If someone is going to start a Small Claims case against you their first step may be to contact you. At this point, and at any point before a judge makes a decision about the case, you and the other party can agree to settle the issue. You can settle on any terms you both agree to.
The person starting the case may send a Demand Letter instead of or in addition to contacting you in another way. This is also an opportunity to negotiate a settlement.
If you are served with a Summons and Claim this means a case has been started. However you can still negotiate with the other party to settle the matter. If you agree that you owe the other party money you and the other party can agree on a payment plan. For more information about options to settle a case see Before Going to Court.

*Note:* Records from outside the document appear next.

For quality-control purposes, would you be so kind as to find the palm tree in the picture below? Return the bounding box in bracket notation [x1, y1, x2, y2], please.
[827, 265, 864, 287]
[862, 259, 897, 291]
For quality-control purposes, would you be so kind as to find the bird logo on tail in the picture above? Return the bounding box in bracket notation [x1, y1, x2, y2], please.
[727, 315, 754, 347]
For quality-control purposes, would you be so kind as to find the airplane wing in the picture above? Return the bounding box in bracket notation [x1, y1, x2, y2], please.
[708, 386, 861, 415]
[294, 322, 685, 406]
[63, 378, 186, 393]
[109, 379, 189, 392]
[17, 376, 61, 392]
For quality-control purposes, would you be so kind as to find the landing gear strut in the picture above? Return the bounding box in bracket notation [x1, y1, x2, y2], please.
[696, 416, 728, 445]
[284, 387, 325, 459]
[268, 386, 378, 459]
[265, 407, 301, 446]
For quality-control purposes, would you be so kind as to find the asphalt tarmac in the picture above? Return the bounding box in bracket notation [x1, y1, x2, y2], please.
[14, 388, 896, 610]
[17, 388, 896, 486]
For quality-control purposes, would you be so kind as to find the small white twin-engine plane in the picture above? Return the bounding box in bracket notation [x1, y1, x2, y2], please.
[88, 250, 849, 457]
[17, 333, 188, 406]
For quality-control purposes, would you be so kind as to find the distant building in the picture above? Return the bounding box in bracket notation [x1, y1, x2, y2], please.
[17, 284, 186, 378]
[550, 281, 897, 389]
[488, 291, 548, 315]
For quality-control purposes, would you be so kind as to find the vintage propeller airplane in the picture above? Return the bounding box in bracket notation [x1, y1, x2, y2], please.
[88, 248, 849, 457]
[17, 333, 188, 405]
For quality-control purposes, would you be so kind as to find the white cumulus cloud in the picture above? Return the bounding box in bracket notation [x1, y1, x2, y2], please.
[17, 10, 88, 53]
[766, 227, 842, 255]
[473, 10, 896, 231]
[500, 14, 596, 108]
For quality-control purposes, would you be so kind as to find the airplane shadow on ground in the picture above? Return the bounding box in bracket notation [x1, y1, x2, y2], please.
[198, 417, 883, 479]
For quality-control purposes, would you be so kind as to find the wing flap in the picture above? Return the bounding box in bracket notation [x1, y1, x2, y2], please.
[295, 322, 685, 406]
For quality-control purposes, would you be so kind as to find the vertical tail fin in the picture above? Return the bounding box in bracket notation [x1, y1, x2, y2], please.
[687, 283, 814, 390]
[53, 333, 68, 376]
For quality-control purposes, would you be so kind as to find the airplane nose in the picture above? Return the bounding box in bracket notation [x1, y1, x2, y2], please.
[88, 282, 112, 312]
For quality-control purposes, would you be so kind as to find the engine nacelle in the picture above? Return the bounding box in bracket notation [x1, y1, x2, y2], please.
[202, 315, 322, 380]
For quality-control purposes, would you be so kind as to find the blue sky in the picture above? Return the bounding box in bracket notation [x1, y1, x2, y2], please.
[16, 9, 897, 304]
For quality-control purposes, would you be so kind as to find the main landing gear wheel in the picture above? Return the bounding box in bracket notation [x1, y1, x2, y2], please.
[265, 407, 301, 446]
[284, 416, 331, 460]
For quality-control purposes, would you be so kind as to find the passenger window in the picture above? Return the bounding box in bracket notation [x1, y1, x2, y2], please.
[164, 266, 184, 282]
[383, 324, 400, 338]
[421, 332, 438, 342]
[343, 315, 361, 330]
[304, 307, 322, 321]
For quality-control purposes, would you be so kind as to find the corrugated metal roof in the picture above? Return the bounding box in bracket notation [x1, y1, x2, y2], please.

If you have been served with a summons and a claim it is important to respond. If you do nothing the judge can rule in favour of the other party and you will then be responsible for paying the amount awarded and costs. The Reply form is how you let the court and the other party know what you dispute and what, if anything, you do not dispute.
At the top of the Reply form you put the other party’s name and the name of the city, town etc. where they live. This information can be found by looking at the other party’s claim. Once the form is completed you date and sign it and include the address where court documents can be served on you.
The Reply form and others forms are available on the Courts of Saskatchewan website.
If you agree with all or part of the other party’s claim you fill out Part One of the Reply. You can agree with all or some of what the other party has said in their claim. You write out in numbered paragraphs the statements from the Claim that you agree with.
You then decide what you are willing to pay the other party to settle the claim or the parts of the claim you agree with. You enter the amount and indicate whether it would be in full or partial settlement of the claim.
If you do not agree with the claim you must set out in numbered paragraph the parts you disagree with.
You need to gather any documents you have to support your case. This could be things like a bill of sale, estimate, contract, invoice or a photograph. You need to make copies of everything. Then make a document and photograph list organized by date. List the earliest one first.
You serve the Reply on the other party so they know whether you agree or disagree with the claim.
The Reply must be served at least 10 days before the court date on the summons.
A Reply can be served by any way that allows you to prove service including regular mail, registered mail, personal service, courier, email, fax or by process server.
In some cases you prove service without an Affidavit of Service:
You must prove that the other party was served by completing an Affidavit of Service. An Affidavit of Service must be sworn before a Commissioner for Oaths or a Notary Public. You can find these individuals in the yellow pages of your local phone book or through online directories.
You can also take the Affidavit to the courthouse to be sworn. Do not sign it until you are in front of the Commissioner for Oaths or a Notary Public.
The Affidavit of Service will vary depending on how the documents were served. The Affidavits can be found in the Appendix of The Small Claims Regulations.
Once you have served your Reply, gathered your documents and filled out the Affidavit to prove service you take your papers to the courthouse to file them. You must also pay a $50 filing fee. It can be paid by cash, cheque or credit card.
The location and address of the court will be on the Summons. Provincial Courts are open from 8:30 am to 4:30 pm. Although appointments are not always required it is a good idea to phone the Court first and make sure a Small Claims Clerk will be available.